Olhando para trás, vejo que eu confundia idade com maturidade. Achava que bastava o passar dos anos para que tudo se encaixasse. Só que a vida não funciona assim. O tempo passa, mas a formação não acontece sozinha. Muitas coisas que eu deveria ter aprendido cedo ficaram para depois, e esse “depois” acabou cobrando seu preço em decisões mal pensadas, em relações mal conduzidas e em uma sensação constante de estar sempre correndo atrás.
Eu entrei na vida adulta carregando hábitos, medos e imaturidades que nunca tinham sido confrontados. Quando surgiam situações mais difíceis, eu reagia como dava, muitas vezes no impulso, outras vezes evitando o confronto. Não era falta de vontade de fazer o certo, era falta de clareza. Eu não tinha aprendido a parar, pensar e sustentar uma decisão até o fim.
Com o tempo, comecei a perceber que essa ausência de formação inicial deixava marcas. Eu demorava para assumir compromissos, fugia de conversas difíceis e adiava responsabilidades importantes. Tudo isso parecia pequeno no dia a dia, mas, somado ao longo dos anos, criava uma vida desorganizada por dentro. Por fora, eu até conseguia manter uma aparência de normalidade, mas por dentro havia sempre algo fora do lugar.
Foi só mais tarde que comecei a entender que aprender a ser homem exige intenção. Não acontece por acaso. É um aprendizado que envolve reconhecer limites, aceitar frustrações e assumir consequências. E isso não é confortável. Crescer de verdade exige abrir mão de certas ilusões, inclusive da ideia de que alguém vai resolver as coisas por nós.

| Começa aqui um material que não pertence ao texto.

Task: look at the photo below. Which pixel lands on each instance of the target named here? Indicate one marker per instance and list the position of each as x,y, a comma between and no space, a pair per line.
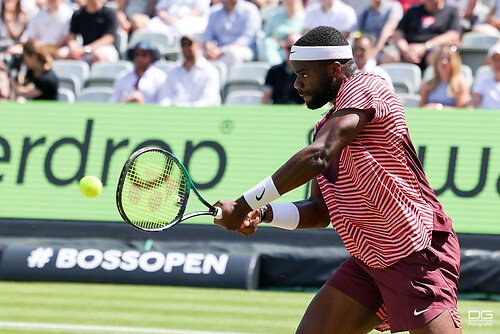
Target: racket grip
218,212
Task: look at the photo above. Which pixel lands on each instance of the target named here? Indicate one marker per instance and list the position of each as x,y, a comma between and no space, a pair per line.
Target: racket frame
212,211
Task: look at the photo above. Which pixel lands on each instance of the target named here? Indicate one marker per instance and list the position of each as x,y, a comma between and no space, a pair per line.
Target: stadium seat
474,48
406,77
466,70
243,97
222,68
65,95
482,71
71,82
71,73
246,76
121,42
95,95
409,99
103,74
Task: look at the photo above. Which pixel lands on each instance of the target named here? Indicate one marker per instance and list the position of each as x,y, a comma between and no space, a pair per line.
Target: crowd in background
226,33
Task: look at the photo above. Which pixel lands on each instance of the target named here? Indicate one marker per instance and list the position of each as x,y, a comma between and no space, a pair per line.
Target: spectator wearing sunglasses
142,84
448,88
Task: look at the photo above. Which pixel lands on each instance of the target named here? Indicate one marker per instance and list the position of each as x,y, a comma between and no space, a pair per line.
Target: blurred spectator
466,12
51,25
97,25
4,82
13,23
195,82
381,20
178,17
448,87
231,34
486,90
358,5
142,85
279,85
424,27
333,13
40,82
133,14
492,24
408,3
285,19
362,51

A fé, mais uma vez, entrou nesse processo de maneira muito concreta. Ela me ajudou a enxergar que o amadurecimento não é apenas psicológico ou social, mas também moral e espiritual. Aos poucos, fui entendendo que a vida adulta pede coerência entre o que se acredita e o que se vive. Não dá para separar as coisas sem pagar um preço alto depois.
Hoje eu entendo que não ter aprendido cedo me atrasou em muitos aspectos, mas também me obrigou a assumir esse aprendizado mais tarde, de forma consciente. Não foi fácil aceitar que eu precisava reaprender coisas básicas, mas foi libertador perceber que nunca é tarde para começar a fazer do jeito certo. Ser homem, para mim, passou a significar esse compromisso diário com o crescimento, mesmo quando ele vem acompanhado de desconforto.
Se eu tivesse aprendido isso antes, talvez alguns erros tivessem sido evitados.
Mas cada etapa tem seu tempo, e o mais importante foi reconhecer que aprender a ser homem não é algo automático. É uma escolha que precisa ser feita, sustentada e renovada todos os dias.